This is How You Pay for That 16% Pay Raise

How will virtually bankrupt Chicago pay for the 16% pay raise over 4 years that is in the new teacher contract?

As I suggested last week, this headline in the Chicago Tribune answers the question:

Pushing the charter school agenda

With the CTU strike over, Mayor Rahm Emanuel pushes to grow charter schools
If you reduce the unionized teacher work force by 20% over the next four years by continuing to open new charter schools and close under-enrolled traditional public schools, the city might even come out ahead.  The new contract does nothing to stop this process from continuing and yet the unions are crowing like they scored a major victory.

4 Responses to This is How You Pay for That 16% Pay Raise

  1. Greg Forster says:

    The leeches shrink in number and thus lose power, while their status as leeches becomes more and more obvious as the contrast (in both pay levels and performance) between them and the charter sector widens. Genius! If only they’d won a 20% raise.

  2. allen says:

    The unions can hardly do anything but crow like they scored a victory. The beating they’ve taken over the last year and a half allows for no other interpretation of the strike.

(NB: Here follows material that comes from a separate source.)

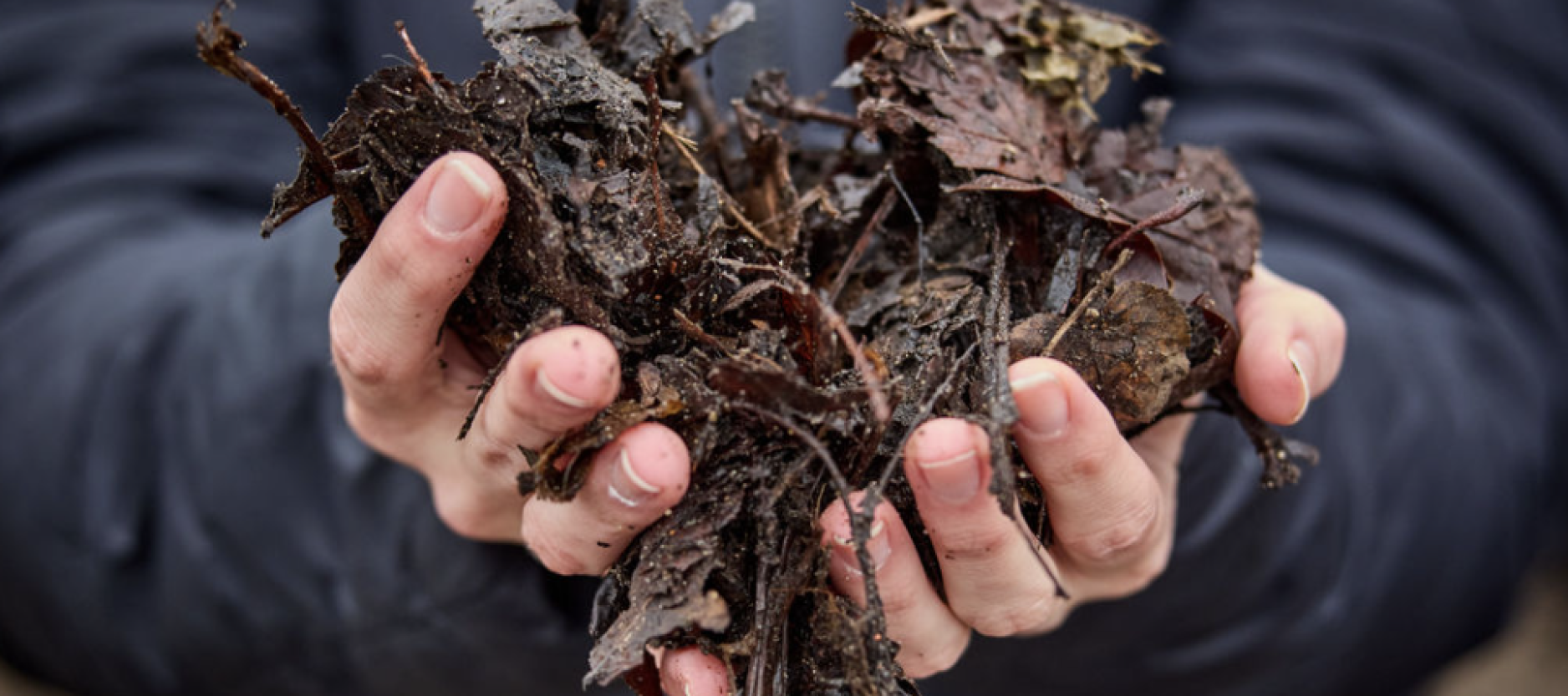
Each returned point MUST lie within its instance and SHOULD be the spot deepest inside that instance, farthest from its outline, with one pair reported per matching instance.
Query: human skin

    I guess the question that remains to be answered is if the unions have the power to suppress the growth of charters in Illinois. Without the option of closing that parental escape hatch, and given the statistically well-established disfavor in which the public holds the district school, the growth of charters is a lock.

  3. Dave Saba says:

    Lost in all the rhetoric was a horrific stat: if you are a CPS high school freshman you have an 8% chance of earning a college degree based on a University of Chicago study. Not exactly getting their money’s worth up there.

  4. Daniel Meloy says:

    These are certainly interesting thoughts. It seems that nobody can really find an agreement on how to best alleviate our financial situation. Chicago is not the only place to face such dilemmas. Similar cases can be found in parts of Los Angeles, San Francisco, and New York. And that doesn’t even begin to touch on the smaller towns where charter schools might not be as viable of an option.